A new paradigm for high performance data analytics
Conventional computer design has changed little over the last fifty years. Almost all commercial computers employ CPUs connected to data caches, which are then connected to large memory subsystems. As the size of problems becomes large, many copies of these CPU-memory combinations are interconnected using some form of high speed network to compose a larger system. Such systems work extremely well, provided that a majority of accesses to memory hit in caches and that the vast majority of all references are for data in local memory, and therefore do not require moving data across the interconnecting network.
Unfortunately, with many Big Data problems, these conditions for efficient operation are not met.

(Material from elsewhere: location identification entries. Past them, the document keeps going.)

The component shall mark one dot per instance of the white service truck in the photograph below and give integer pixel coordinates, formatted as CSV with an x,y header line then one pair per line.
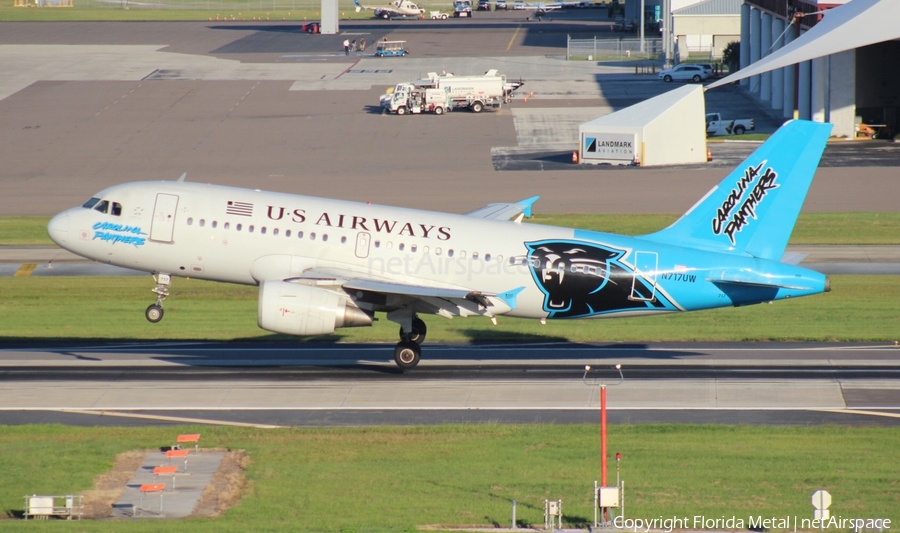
x,y
407,98
472,92
716,125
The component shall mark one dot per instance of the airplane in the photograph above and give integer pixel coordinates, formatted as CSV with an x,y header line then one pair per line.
x,y
397,8
540,9
322,264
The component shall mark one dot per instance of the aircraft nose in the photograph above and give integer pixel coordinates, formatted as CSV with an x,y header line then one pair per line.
x,y
58,228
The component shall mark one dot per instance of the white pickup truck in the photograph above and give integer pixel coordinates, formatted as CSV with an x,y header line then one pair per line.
x,y
716,125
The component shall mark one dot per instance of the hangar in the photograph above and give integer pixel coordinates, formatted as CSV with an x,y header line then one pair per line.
x,y
643,133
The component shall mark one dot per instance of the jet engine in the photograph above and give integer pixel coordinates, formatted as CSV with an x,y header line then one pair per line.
x,y
297,309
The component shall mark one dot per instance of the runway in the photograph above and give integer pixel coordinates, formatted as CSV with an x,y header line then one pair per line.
x,y
335,384
261,106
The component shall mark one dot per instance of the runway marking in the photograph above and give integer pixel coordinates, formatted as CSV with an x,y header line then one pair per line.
x,y
861,412
513,38
104,412
114,411
348,69
26,269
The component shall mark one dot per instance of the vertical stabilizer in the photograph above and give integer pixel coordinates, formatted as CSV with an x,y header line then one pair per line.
x,y
753,210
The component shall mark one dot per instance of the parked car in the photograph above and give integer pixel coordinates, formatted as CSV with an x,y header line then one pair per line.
x,y
707,67
684,72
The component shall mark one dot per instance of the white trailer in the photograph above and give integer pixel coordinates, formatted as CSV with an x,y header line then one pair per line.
x,y
473,92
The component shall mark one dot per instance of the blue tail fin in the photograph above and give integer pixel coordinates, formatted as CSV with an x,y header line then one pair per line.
x,y
753,211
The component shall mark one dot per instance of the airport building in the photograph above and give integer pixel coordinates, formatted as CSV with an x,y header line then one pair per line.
x,y
856,85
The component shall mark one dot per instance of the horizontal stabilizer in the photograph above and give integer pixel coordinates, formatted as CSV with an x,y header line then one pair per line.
x,y
752,279
504,211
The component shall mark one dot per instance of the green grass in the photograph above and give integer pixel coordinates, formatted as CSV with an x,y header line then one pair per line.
x,y
240,9
811,228
859,308
398,478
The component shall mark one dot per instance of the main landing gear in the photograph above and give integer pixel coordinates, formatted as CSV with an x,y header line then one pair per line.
x,y
408,351
154,312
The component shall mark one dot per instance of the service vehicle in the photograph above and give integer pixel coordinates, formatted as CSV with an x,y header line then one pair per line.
x,y
463,92
390,49
490,89
716,125
462,8
407,98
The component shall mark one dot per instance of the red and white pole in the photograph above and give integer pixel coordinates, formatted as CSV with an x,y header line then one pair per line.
x,y
603,435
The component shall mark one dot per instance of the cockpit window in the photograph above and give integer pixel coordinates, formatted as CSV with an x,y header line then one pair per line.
x,y
102,206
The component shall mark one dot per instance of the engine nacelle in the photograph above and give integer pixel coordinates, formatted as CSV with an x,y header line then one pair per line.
x,y
297,309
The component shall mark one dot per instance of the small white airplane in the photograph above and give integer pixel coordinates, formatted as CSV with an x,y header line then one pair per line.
x,y
397,8
540,9
323,264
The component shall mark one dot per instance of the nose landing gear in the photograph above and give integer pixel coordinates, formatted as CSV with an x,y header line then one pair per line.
x,y
154,312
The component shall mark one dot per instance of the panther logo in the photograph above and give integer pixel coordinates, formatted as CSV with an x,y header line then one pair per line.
x,y
582,279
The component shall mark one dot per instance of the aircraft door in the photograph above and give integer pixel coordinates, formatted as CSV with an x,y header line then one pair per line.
x,y
163,224
645,265
362,244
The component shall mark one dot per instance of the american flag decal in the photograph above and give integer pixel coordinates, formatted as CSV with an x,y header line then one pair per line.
x,y
244,209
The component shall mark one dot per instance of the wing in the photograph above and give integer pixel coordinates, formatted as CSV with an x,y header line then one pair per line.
x,y
445,301
505,211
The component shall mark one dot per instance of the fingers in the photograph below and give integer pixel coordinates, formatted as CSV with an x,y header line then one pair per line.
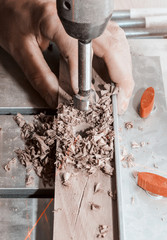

The data is too large to fit in a single memory, and, since the goal of data analytics is typically to detect and analyze relationships between data elements spread throughout the entire database, the targets of memory references are randomly distributed, and the vast majority of references go across the interconnect network. Conventional, cache-based computers rely on strong data locality for performance. The EMU system gains performance from weak locality, and has no reliance on data adjacency. Applications with large graphs or very sparse matrices, where data locality cannot be assumed, will continue to be problematic. Using a new paradigm based on Migratory Threads and Memory-side Processing, Emu effectively ‘brings the man to the mountain [of data]’, thereby avoiding the bandwidth and latency limitations that choke today’s HPC systems.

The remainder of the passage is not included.